This week the Ninth Circuit offered plaintiffs who wish to bring both individual and class actions a potentially broad path to establish Article III standing based on mere allegations of procedural statutory violations. In Robins v. Spokeo, Inc., the Ninth Circuit held that alleging just a procedural violation of the Fair Credit Reporting Act (FCRA) pled a sufficiently concrete injury to establish Article III standing. The court was considering the issue of standing for the second time after the U.S. Supreme Court remanded the matter while finding an allegation of a bare procedural violation insufficient to establish standing. The Court directed the Ninth Circuit to consider the issue of concrete injury.

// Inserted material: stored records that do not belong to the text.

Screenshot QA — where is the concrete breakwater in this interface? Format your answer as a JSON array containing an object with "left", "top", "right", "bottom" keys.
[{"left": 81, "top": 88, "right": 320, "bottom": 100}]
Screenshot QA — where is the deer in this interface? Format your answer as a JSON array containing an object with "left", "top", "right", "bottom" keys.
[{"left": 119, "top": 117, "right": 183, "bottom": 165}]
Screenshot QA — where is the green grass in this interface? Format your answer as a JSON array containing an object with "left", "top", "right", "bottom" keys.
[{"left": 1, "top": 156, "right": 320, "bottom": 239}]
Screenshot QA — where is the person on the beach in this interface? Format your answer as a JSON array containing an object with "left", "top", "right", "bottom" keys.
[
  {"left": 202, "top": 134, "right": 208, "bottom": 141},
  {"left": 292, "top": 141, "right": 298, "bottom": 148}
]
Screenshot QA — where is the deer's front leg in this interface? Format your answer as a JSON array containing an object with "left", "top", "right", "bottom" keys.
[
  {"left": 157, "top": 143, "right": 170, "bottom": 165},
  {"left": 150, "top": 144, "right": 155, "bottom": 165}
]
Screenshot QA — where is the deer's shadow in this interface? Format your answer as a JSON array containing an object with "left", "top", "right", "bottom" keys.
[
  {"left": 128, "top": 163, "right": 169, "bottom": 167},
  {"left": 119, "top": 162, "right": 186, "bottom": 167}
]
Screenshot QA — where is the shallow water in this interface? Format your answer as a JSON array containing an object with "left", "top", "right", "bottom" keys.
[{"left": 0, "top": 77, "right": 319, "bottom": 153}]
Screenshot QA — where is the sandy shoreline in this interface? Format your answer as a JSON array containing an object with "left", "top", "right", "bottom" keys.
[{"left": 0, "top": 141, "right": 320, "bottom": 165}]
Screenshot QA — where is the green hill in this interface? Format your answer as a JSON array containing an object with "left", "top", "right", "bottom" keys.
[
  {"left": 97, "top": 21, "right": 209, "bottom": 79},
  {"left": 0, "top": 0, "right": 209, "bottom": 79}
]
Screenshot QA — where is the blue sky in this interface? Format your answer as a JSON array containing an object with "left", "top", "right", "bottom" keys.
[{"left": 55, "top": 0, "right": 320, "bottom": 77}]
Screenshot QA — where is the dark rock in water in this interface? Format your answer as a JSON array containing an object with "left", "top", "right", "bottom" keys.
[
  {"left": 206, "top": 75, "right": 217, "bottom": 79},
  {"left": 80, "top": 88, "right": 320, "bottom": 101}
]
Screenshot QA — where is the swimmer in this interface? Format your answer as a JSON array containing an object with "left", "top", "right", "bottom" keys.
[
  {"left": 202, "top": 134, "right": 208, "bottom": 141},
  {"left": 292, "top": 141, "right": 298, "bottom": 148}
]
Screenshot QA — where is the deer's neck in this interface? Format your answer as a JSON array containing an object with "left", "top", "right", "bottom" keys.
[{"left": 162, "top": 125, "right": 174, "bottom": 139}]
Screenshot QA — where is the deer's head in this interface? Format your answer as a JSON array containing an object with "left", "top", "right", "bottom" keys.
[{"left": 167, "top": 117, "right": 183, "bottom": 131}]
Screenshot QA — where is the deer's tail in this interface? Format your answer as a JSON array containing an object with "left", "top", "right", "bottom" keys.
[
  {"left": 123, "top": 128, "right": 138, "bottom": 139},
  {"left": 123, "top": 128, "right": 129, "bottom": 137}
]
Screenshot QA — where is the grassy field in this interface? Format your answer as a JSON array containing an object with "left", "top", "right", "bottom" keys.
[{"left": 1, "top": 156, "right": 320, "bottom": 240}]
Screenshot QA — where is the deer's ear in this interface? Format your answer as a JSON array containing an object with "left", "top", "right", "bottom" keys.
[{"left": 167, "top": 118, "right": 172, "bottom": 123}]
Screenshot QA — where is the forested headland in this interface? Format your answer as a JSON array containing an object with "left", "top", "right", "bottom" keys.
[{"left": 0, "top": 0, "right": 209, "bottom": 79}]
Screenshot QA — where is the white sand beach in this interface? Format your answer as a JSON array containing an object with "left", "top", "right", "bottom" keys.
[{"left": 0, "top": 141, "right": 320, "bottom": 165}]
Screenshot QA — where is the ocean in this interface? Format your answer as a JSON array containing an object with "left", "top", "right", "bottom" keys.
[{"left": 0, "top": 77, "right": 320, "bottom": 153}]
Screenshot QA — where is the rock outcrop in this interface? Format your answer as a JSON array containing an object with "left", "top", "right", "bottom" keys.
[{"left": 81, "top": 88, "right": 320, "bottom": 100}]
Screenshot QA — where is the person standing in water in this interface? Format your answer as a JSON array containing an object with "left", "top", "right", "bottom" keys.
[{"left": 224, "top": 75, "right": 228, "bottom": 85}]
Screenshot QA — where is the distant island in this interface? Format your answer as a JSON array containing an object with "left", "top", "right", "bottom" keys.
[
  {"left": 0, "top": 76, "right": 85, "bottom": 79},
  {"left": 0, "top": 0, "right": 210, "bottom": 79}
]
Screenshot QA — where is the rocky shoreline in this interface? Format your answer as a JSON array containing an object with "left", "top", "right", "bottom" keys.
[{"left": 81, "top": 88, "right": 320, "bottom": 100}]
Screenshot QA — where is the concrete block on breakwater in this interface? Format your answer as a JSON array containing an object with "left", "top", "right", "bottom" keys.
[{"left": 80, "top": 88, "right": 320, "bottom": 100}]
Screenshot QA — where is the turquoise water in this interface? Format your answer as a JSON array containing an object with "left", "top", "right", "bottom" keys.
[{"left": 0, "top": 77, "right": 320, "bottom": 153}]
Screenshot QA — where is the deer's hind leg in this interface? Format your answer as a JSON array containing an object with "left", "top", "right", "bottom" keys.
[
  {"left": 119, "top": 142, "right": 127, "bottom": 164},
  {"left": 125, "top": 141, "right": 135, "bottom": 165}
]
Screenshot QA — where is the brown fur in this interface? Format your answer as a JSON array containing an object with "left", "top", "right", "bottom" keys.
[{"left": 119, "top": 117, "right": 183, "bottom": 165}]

Plaintiff alleged that FCRA procedural violations occurred when the defendant published incorrect information about him on its website relating to his income, age, marital status, profession, and education, harming his employment prospects at a time when he was unemployed. The Ninth Circuit explained that this alleged procedural violation was enough to establish a concrete injury, adopting a test the Second Circuit articulated in Strubel v. Comenity Bank. That test considers "(1) whether the statutory provisions at issue were established to protect his concrete interests (as opposed to purely procedural rights), and if so, (2) whether the specific procedural violations alleged in this case actually harm, or present a material risk of harm to, such interests." The Ninth Circuit found that the FCRA satisfies both of these requirements and that the particular violation alleged by plaintiff risked causing the type of harm the FCRA was meant to prevent.
While this decision was specific to the FCRA, plaintiffs are sure to use it to argue that allegations of procedural violations of other statutes are sufficient to satisfy Article III's concrete injury requirement for standing. Defendants must therefore be prepared to distinguish particular violations of particular statutes from those the Ninth Circuit found sufficient in this matter. The issue will likely require future clarification of this standard by the Ninth Circuit and perhaps the Supreme Court.